A formal Request For Proposal, or RFP, which had been planned for release by the Navy later this month, has been delayed by a few weeks.
The Navy plans to deliver a carrier-based drone by 2020, called the Unmanned Carrier Launched Airborne Surveillance and Strike, or UCLASS, system.
Criticism of the requirements has come, in large measure, from analysts, defense officials and lawmakers.
Through the engineering of stealth platforms such as the B-2 bomber, the Air Force has extensive experience designing low-observable or stealth aircraft.
Analysts have questioned whether the platform can adapt over time or whether features like stealth and electronic attack need to be engineered into the original design at from the start.
In particular, low-observable or stealth specifications are needed to help the UCLASS evade increasingly sophisticated enemy air defenses and a broadly scoped payload or weapons delivery capability is needed to maximize its effectiveness for future engagements.

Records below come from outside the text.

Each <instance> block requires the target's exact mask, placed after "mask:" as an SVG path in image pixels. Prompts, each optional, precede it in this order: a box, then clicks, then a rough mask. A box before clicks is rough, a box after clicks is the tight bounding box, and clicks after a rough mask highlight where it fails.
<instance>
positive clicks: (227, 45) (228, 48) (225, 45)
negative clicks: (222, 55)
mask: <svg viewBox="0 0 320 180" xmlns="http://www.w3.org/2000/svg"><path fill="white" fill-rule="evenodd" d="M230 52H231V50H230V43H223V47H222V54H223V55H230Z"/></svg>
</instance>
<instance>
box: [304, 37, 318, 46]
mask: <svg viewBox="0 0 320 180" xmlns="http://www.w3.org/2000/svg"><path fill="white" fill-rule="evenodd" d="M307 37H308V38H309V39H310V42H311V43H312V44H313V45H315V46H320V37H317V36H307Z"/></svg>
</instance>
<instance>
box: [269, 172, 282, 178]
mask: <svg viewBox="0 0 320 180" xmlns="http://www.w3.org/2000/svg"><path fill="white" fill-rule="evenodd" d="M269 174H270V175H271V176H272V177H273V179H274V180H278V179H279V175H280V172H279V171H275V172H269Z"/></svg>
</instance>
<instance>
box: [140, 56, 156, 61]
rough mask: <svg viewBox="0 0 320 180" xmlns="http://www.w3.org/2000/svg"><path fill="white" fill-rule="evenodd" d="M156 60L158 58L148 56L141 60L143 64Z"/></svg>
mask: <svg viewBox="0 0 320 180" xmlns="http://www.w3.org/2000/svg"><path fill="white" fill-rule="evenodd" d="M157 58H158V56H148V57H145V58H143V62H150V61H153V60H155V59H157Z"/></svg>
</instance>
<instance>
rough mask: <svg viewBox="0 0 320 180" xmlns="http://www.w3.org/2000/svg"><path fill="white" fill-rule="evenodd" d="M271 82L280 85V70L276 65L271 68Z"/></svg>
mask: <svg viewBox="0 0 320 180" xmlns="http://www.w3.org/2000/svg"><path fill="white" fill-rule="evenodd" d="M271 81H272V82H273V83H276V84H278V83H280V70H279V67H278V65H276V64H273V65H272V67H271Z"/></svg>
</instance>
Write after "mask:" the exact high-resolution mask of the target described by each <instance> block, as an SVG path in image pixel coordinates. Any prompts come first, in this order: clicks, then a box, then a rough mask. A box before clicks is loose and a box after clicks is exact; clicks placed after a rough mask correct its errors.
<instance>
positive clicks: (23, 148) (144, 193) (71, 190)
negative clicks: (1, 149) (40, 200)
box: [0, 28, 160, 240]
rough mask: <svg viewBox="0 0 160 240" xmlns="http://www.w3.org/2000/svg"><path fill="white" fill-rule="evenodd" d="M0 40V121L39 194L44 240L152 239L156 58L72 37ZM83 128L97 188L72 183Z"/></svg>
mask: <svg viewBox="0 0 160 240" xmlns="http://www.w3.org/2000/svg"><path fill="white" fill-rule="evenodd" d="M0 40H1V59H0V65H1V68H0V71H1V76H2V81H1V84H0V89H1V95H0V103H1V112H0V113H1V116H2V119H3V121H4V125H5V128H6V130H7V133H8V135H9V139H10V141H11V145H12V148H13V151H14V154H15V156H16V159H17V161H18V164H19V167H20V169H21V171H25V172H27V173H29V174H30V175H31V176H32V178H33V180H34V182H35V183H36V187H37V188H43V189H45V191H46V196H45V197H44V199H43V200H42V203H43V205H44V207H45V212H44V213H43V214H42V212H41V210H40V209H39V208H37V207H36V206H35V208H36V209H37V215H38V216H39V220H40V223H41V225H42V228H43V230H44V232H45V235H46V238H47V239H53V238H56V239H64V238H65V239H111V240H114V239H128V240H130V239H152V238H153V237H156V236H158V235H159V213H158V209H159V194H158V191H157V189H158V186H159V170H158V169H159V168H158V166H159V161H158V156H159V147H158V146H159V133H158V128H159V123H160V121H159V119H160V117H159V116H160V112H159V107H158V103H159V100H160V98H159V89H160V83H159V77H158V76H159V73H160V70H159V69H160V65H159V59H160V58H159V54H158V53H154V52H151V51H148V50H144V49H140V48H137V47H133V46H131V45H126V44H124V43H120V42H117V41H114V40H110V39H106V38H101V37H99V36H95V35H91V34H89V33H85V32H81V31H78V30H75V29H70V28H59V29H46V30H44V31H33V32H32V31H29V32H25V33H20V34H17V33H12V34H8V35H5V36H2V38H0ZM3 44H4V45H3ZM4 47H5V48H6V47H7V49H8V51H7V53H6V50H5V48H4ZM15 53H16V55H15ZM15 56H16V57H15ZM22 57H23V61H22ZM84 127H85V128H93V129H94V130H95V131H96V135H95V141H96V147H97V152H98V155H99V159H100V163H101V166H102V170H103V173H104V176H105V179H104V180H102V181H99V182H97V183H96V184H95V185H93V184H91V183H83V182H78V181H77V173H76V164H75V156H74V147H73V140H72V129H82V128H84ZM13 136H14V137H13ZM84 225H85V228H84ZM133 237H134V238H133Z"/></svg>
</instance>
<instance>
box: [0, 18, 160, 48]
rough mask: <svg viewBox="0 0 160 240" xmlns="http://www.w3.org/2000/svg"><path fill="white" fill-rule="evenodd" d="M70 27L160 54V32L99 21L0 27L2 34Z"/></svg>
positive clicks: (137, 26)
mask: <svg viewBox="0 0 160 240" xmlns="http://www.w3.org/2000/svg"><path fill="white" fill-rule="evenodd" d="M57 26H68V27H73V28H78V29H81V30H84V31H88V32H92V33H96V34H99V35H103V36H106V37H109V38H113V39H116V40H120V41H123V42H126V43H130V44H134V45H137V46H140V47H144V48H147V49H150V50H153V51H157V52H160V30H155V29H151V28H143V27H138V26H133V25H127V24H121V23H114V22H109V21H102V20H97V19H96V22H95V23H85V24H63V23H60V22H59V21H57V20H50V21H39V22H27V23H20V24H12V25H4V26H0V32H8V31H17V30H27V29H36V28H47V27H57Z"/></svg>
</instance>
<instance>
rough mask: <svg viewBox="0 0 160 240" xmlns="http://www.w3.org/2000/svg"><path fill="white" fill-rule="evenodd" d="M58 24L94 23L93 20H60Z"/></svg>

Furthermore, the UCLASS drone will need to overcome what the Pentagon refers to as anti-access/area-denial, or A2/AD threats, meaning adversaries with increasingly sophisticated long-range missiles and air defenses, among other things.
One source explained if the UCLASS is configured to carry the extra fuel needed for longer-endurance missions, then it will need to be built with a larger vertical signature and therefore have a less-stealthy design. For this reason, advocates for more expansive requirements have favored planning for more aerial refueling of the drone in order to ensure that it is engineered with a stealthy, low-observable design.
While not willing to comment publically on plans for stealth or low-observability for UCLASS, Navy program officials have maintained that the program’s requirements do call for a weaponized strike platform as well as an ISR vehicle. However, the weapons capability is something that is described as incremental, meaning it will be engineered into the platform over time, Navy officials explained.
Critics however, have questioned whether this is possible and favored building an original design at the beginning of the program with stealth and weaponry factored into the construction and engineering.
Last summer, the Navy awarded four contracts valued at $15 million for preliminary design review for the UCLASS to Boeing, General Atomics Aeronautical Systems, Lockheed Martin and Northrop Grumman.